Despite the performance that can be achieved in these processes and its current use in manufacturing (e.g., the HfO2 gate oxide used in current Intel 45nm node technology [1]), fundamental gaps in our understanding of anomalous growth in even the highly studied Al2O3 ALD process [2] under non-ideal conditions persist. Therefore, we present in this paper our research on Monte Carlo (MC) based simulation of ALD and other thin film deposition processes to examine the fundamental growth mechanisms.

Our MC simulation methods are based on discretizing the growth surface, enumerating all possible states that can exist for each of the lattice regions and all possible transitions between these states during each of the ALD exposure half-cycles. Transition probabilities are quantified using a combination of published literature on Al2O3 ALD and from data obtained from our collaborators. In our work, the surface states and transitions are represented as nodes and edges of a graph, respectively. We will demonstrate the benefits of using this approach in terms of clarifying and classifying the relationships between the large number of chemical and physical processes at work in our deposition systems.

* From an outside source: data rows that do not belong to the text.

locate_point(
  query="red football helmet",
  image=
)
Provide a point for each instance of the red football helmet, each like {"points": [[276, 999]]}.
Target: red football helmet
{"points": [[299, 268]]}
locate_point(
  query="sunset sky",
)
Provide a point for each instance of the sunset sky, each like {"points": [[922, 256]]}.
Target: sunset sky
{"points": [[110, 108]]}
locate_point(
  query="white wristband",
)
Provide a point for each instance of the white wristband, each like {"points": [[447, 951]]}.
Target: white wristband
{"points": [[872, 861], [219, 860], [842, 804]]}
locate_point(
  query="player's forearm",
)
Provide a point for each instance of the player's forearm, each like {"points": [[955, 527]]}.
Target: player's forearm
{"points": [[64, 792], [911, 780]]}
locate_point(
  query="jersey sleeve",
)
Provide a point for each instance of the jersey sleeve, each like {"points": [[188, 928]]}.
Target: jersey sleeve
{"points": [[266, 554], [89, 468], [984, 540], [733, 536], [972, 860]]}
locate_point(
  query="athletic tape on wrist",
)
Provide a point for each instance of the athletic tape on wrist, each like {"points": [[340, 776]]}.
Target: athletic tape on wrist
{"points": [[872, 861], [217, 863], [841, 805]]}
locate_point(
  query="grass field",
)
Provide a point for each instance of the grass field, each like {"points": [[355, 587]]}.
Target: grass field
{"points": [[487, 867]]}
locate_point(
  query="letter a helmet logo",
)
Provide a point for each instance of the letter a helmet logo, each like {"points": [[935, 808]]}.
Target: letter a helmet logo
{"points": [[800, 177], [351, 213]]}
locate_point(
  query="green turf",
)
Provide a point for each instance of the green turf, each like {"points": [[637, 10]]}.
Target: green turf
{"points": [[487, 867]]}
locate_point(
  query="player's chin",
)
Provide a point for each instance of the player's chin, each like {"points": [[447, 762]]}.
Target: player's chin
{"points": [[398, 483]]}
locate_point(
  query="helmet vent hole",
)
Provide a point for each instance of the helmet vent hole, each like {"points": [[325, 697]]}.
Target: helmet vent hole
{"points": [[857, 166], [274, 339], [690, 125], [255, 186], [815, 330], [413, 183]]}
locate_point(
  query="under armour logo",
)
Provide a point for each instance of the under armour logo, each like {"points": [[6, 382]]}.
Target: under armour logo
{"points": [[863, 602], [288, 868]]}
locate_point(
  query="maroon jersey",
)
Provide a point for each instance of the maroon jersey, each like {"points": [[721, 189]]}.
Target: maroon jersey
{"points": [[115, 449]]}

Furthermore, we consider the problem of directly computing the steady-state behavior of the ALD process, which consists of finding fixed points to limit cycle solutions. In our approach, we represent the growth surface both by the lattice of states and a lower-dimensional distribution function. At the start of a full ALD cycle, the distribution function is used to generate a microscopic realization of the growth surface, which is followed forward in time through each exposure half cycle using the Monte Carlo simulator. The result at the end of the cycle then is projected back down to the low-dimensional distribution (the lift/simulate/restrict approach of Kevrekidis and coworkers [3]), and a residual is computed from the difference between the distributions at the start and end of the full exposure cycle. This residual is used in a Newton-Raphson procedure to compute the steady-state.

This talk will focus mainly on Al2O3 ALD using TMA and water as precursors. The use of our fixed-point algorithm in conjunction with a reactor-scale transport model also will be presented as a demonstration of multiscale simulation of the complete ALD process.

[1] IEEE Spectrum, Oct. 2007.

[2] Rubloff, et al., 2007 AVS meeting.

[3] See, e.g., Cipria, SIAM News, June 2005, for an overview.